Oct 22, 2010, 3:13:36 PM10/22/10
to NADD Trauma & Disaster Forum
Welcome to the Social Work Education Trauma & Disaster Forum. The
purpose of this forum is to share ideas and resources among those
faculty members who are teaching courses related to trauma and/or
disaster topics in social work. We have the capability to share
syllabi and even to collaborate on documents through Google Docs We
also have the ability to create our own web pages/sites (for those who
are up to the task). While Google will be changing how we can do these
things we can still use the current system of group pages. When I have
a chance I will transfer us over to Google Sites. But at the most
essential level, this is a listserv (or you can read on the web, like
a bulletin board), so you don't have to be facile with the other
technology tasks I've mentioned in order to participate.

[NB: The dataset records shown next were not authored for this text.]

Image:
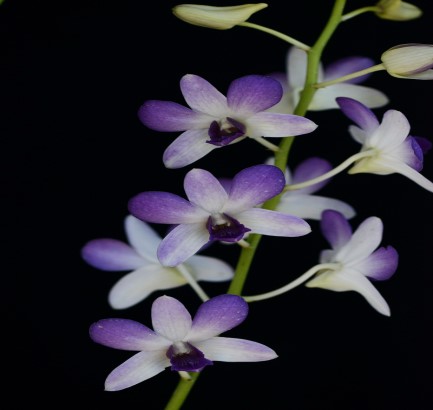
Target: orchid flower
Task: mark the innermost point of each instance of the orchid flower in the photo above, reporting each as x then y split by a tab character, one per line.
147	274
358	258
324	98
387	146
178	341
213	214
302	202
214	121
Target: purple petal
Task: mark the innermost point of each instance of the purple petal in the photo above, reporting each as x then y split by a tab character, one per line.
125	334
346	66
358	113
253	93
363	242
217	315
181	243
273	223
111	255
204	190
381	264
202	96
163	207
139	284
351	281
187	148
335	228
137	369
277	125
170	318
309	169
253	186
226	349
170	116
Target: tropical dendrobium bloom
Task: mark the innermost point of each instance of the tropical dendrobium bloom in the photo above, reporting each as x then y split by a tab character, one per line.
220	18
213	214
412	61
358	256
177	340
146	272
397	10
214	120
324	98
388	147
302	202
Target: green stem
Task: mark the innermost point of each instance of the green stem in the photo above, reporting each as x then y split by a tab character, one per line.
281	157
362	10
181	392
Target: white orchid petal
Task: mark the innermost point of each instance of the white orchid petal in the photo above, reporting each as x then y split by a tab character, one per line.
139	284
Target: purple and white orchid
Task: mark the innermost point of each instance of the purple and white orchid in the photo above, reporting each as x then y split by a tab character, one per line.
147	274
213	120
324	98
177	340
213	214
358	258
388	147
303	202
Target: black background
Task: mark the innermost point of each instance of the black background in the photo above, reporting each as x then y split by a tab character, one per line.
73	76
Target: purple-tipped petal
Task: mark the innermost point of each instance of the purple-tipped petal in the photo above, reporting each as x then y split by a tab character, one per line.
164	207
209	269
217	315
138	285
253	93
182	243
273	223
204	190
393	130
348	65
142	238
358	113
277	125
228	349
202	96
309	169
253	186
381	264
168	116
349	280
137	369
125	334
335	228
111	255
187	148
170	318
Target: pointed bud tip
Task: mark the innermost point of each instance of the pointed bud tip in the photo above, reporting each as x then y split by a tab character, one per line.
220	18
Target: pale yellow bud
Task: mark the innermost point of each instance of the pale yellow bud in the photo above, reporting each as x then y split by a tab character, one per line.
413	61
397	10
220	18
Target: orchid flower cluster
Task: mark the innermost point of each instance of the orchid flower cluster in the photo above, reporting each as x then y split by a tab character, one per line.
265	199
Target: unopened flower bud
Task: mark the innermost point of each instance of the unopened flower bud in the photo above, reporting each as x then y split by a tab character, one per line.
220	18
413	61
397	10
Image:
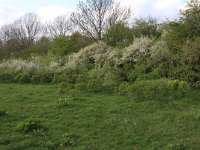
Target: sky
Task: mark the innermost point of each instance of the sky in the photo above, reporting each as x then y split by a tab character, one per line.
49	9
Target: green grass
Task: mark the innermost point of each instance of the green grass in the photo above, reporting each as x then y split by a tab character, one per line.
76	120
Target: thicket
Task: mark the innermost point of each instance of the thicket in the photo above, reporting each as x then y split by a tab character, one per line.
147	60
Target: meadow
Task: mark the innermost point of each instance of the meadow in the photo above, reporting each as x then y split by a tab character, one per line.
42	117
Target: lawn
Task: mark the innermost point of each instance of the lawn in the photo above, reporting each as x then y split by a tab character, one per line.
88	121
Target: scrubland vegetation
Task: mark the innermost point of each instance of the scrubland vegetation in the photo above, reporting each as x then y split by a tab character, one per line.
143	79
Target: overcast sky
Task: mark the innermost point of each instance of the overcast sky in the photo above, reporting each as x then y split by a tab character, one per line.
49	9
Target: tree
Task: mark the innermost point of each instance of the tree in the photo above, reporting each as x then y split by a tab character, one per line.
20	35
95	17
146	27
61	45
27	29
61	26
190	17
119	35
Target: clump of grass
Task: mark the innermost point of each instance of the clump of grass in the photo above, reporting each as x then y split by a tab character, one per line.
61	103
28	125
78	99
69	139
2	112
176	147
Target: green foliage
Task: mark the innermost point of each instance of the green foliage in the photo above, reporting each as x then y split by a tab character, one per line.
61	46
40	47
7	75
176	147
146	27
69	139
175	34
28	125
119	35
61	103
42	76
157	89
93	119
2	112
190	17
23	76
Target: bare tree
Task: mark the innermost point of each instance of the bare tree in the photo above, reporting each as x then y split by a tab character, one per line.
94	17
27	29
61	26
21	34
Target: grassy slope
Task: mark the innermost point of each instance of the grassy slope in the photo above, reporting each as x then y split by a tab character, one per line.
97	121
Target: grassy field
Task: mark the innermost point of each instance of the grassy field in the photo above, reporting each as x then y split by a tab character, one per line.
76	120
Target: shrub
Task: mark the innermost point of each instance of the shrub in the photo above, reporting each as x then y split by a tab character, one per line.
157	89
140	48
69	139
23	76
28	125
119	35
7	76
61	103
42	76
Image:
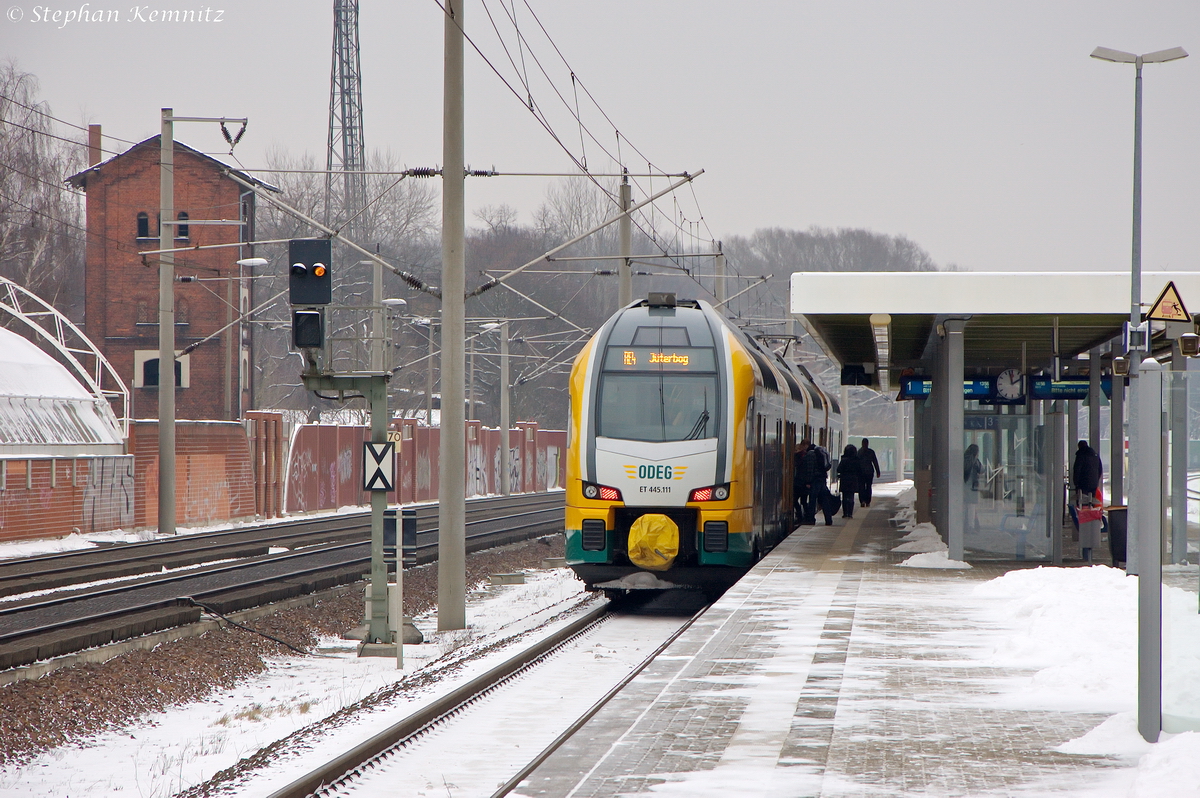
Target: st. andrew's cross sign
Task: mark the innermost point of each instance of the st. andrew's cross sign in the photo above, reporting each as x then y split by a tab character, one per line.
378	467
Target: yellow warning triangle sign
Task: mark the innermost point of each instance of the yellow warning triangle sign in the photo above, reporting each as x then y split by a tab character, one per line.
1169	306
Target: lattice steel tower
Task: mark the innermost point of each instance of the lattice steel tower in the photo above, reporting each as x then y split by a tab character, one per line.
346	150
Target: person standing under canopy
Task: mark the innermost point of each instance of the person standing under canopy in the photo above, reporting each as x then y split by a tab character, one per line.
1086	473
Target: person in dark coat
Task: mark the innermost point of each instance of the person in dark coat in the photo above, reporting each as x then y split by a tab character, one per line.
799	487
1086	473
870	468
850	477
971	471
811	471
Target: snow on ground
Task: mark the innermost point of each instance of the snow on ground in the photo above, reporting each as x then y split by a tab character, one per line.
1078	628
168	751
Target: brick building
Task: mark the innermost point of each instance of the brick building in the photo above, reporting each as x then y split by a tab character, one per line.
121	305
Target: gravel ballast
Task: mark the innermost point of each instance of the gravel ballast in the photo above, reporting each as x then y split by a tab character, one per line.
72	703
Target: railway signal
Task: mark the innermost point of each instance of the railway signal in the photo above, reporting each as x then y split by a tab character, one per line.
310	280
310	286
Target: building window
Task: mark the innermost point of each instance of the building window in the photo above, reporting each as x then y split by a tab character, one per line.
145	369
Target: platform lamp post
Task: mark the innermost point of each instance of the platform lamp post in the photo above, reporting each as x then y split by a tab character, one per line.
167	223
1144	468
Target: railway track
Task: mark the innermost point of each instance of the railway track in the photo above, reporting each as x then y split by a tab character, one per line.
515	719
323	553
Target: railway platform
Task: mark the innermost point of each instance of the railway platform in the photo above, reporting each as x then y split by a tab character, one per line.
829	670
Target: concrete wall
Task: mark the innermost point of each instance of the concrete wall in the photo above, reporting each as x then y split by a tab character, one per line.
53	497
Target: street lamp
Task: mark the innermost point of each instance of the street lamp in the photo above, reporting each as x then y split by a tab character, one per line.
1145	487
1119	57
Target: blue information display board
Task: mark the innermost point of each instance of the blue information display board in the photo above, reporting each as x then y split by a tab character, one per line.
922	387
1069	388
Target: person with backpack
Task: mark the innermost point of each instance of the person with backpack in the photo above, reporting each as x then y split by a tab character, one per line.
869	466
849	479
1085	475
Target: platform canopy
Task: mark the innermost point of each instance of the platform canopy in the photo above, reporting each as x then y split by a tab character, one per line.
45	412
886	319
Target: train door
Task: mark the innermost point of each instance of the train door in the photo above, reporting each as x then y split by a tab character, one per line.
759	474
790	478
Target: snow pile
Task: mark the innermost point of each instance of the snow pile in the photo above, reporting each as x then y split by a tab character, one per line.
935	559
1078	627
931	551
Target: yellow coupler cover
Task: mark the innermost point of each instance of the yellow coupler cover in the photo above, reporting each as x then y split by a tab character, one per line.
653	541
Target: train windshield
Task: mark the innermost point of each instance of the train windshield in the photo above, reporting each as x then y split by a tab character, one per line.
658	407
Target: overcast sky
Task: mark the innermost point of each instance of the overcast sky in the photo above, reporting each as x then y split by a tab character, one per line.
982	131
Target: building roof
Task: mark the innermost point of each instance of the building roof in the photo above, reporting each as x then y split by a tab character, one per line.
79	180
45	412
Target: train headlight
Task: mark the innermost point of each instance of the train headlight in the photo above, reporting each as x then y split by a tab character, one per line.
600	492
711	493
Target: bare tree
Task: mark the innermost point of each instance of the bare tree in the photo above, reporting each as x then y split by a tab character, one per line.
42	235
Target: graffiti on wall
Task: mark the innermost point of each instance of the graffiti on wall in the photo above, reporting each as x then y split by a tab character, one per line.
108	495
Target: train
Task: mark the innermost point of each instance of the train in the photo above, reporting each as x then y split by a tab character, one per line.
679	449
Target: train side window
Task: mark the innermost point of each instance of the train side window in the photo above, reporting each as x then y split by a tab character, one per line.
750	424
676	336
661	336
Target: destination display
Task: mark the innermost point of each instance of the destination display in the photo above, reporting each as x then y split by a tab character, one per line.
659	359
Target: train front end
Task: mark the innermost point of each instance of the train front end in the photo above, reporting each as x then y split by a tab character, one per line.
654	496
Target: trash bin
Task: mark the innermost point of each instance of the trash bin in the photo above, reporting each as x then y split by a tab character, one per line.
1117	533
408	534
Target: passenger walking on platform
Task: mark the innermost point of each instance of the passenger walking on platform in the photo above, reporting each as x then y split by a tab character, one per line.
827	501
870	468
813	469
1086	472
850	477
799	489
971	471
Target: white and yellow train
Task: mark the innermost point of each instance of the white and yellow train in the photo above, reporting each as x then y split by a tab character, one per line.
679	450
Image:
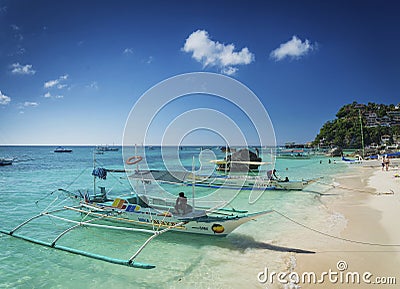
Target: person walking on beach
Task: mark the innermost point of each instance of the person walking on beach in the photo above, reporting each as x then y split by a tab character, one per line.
387	163
181	204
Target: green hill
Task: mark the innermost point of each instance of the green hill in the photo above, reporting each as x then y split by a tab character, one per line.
378	120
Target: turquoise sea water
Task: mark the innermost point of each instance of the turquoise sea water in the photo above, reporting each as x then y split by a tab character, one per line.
182	260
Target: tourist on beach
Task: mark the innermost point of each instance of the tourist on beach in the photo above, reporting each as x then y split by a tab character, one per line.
271	174
181	204
387	163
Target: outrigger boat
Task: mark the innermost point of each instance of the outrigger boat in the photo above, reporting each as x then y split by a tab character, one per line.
133	212
232	181
6	162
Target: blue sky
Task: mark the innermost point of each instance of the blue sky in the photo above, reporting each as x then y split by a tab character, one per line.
70	71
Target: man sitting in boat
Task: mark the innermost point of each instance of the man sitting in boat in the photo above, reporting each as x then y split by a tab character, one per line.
181	206
271	174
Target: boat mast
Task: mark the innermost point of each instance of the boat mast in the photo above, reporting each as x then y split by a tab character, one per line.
226	158
362	134
94	177
193	182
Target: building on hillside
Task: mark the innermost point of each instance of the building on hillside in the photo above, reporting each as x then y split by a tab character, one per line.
385	138
371	118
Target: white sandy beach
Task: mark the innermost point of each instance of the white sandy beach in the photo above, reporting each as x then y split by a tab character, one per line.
370	244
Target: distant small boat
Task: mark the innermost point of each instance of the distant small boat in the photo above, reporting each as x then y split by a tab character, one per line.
292	154
62	150
5	162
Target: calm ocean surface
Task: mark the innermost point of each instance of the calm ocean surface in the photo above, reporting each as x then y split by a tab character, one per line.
182	260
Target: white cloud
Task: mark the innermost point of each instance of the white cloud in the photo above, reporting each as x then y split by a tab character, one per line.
30	104
48	95
22	69
229	70
213	53
56	82
128	51
4	99
294	48
93	85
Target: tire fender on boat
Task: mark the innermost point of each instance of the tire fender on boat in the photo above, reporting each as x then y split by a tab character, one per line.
133	160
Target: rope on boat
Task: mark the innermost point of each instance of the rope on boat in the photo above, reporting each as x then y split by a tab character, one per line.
332	236
391	192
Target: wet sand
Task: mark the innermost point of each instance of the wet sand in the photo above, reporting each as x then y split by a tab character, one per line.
367	250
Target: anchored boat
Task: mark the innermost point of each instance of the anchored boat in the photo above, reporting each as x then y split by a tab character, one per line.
132	213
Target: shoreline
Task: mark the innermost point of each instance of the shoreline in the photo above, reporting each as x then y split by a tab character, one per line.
372	217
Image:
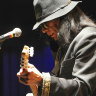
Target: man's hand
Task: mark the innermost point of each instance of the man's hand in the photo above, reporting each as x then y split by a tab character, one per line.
30	76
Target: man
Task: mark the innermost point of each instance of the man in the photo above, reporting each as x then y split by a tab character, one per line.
75	34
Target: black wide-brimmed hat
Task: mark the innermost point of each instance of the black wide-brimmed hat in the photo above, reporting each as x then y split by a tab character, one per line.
46	10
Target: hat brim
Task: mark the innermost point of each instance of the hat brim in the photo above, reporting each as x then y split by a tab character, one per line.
57	14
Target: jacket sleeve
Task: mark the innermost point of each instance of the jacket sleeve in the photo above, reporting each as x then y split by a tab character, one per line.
84	70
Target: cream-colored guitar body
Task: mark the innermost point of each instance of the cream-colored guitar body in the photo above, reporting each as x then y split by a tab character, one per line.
24	64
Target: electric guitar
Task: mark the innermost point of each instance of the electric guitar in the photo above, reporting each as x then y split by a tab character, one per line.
26	52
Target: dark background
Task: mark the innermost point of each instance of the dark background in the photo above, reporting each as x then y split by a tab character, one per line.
20	13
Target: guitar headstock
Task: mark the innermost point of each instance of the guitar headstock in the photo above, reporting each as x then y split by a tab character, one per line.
26	52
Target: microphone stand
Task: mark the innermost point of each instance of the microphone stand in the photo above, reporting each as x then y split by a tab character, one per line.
0	45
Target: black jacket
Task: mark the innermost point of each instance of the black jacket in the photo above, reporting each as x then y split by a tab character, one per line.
77	74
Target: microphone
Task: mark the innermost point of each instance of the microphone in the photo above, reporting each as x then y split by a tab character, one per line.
16	32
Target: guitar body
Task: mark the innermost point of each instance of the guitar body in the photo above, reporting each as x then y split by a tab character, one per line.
24	64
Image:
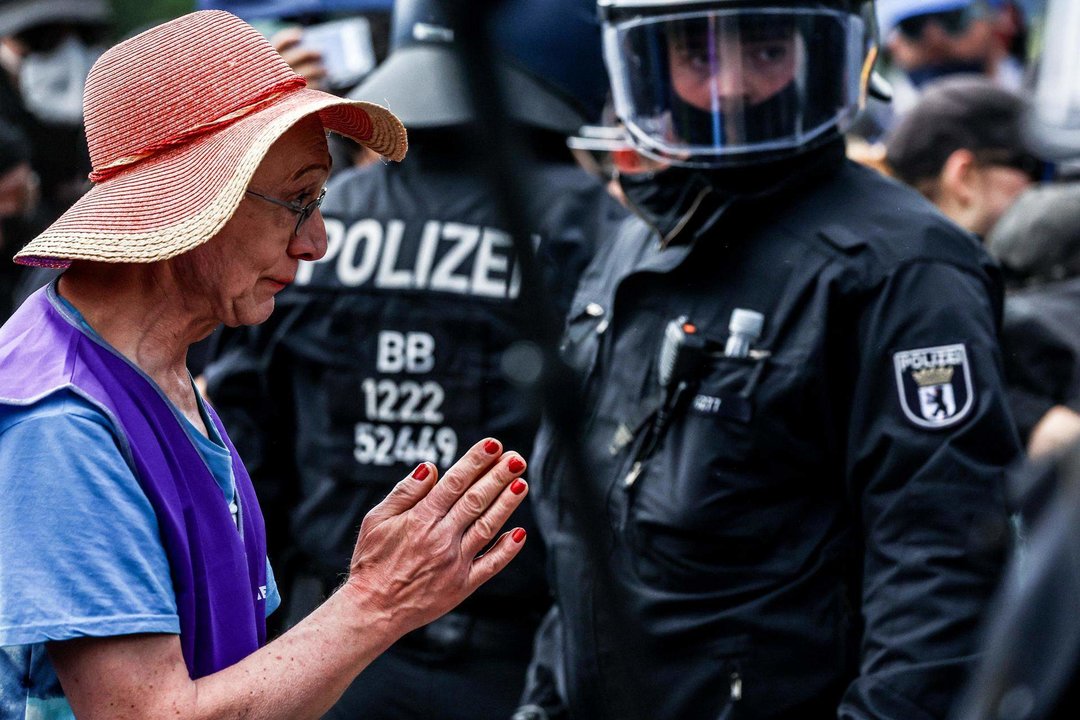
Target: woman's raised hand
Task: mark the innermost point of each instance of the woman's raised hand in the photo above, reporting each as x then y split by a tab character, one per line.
417	554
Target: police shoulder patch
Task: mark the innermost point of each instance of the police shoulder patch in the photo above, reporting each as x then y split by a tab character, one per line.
934	384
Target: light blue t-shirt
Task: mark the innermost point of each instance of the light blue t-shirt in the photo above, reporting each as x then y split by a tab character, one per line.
80	548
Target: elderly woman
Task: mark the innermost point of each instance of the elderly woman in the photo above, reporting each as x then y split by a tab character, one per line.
133	573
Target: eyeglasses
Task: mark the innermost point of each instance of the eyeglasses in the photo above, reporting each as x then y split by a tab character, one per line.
302	211
953	22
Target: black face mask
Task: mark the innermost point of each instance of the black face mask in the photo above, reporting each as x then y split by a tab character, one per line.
665	198
769	120
677	198
920	77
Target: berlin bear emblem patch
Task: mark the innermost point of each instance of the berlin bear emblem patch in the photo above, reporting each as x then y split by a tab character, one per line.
934	384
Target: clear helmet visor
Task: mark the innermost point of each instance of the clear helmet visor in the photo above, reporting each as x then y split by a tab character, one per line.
1055	118
723	86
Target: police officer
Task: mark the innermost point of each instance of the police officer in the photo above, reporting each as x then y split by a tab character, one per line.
796	423
406	342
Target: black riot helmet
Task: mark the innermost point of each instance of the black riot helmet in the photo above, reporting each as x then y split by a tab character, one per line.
549	65
1054	120
714	83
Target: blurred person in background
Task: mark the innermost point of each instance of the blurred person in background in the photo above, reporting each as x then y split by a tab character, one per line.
795	419
1038	244
931	39
18	190
407	338
1030	665
332	43
46	48
961	147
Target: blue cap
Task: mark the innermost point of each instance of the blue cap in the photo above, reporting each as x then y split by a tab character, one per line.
891	12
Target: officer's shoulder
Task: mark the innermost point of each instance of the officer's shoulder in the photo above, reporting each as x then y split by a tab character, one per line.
881	223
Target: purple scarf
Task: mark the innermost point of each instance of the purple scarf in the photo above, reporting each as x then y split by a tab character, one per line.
218	573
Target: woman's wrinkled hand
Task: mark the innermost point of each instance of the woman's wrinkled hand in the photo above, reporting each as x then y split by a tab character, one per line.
418	552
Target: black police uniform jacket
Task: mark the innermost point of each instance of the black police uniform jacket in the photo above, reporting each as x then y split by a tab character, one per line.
801	532
392	350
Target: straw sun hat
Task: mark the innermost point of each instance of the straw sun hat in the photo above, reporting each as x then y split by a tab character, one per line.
177	120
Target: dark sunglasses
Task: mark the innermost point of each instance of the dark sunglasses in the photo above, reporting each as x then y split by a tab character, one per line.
953	22
304	212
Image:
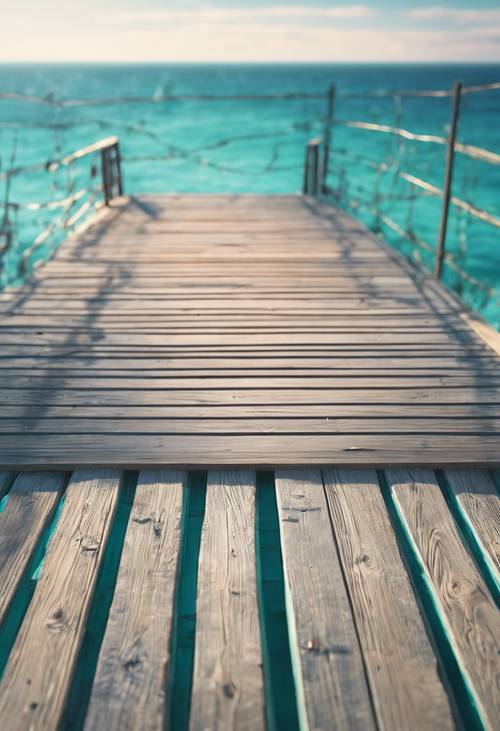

Since we are now 25 strong and hopefully those who attended CSWE's APM
have reoriented themselves, so I thought it would be a good time to
invite each of you to introduce yourself. Please tell us about
yourself and what your interest and teaching is on this topic, and
also, if you are up to it, say a few words about why you decided to
join this group


Nancy J. Smyth, PhD, LCSW
Dean and Professor
University at Buffalo
School of Social Work

Susan Ann Cole

Nov 12, 2010, 10:04:23 PM11/12/10
Hi, All,
Please tell us about yourself:
Hi, I'm Susan Cole. I did direct practice in social work for about 25 years in Ann Arbor, MI; the Marshall Islands; and Hawaii. I then studied at the Mandel School of Applied Social Sciences at Case Western University. After completing my program there in 2001, I started teaching and continuing research on infants, foster caregivers and attachment at the School of Social Work at the University of Illinois at Urbana-Champaign. I was promoted to the rank of associate professor with tenure several years ago. I am interested in the causes and effects of trauma -- individual traumatic events and immediate short term crisis and teaching strategies to assist social work students in assisting clients and themselves in these situations.
I decided to join this group because I am currently on a Fulbright Teaching Fellowship at National Taiwan University in Taipei Taiwan (I could not attend the CSWE this year.). I have developed and am teaching a course in which I incorporate culturally specific factors for working with children and families experiencing trauma in Taiwan and mainland China. I enjoy developing and learning new teaching strategies in my classes that help students to develop skills and self-care for working in these difficult situations. I am happy to be linked to a group of people involved in this work.
I am hoping we can share successes and challenges.
I am using this email while in Taiwan. My email at SSW/UIUC is

James Dimitri Topitzes

Nov 14, 2010, 9:44:10 AM11/14/10
to NADD Trauma & Disaster Forum
Hi Everyone,

I too am looking forward to sharing resources, stories, etc. related
to teaching courses (and conducting direct practice) in the area of
trauma. I am an assistant professor of social work at Univ of
Wisconsin-Milwaukee and developing an MSW course on trauma-informed
practice. I have worked as an LCSW for a number of years with youth
experiencing some form of maltreatment, and continue to try to improve
my teaching and practice in this evolving area of care.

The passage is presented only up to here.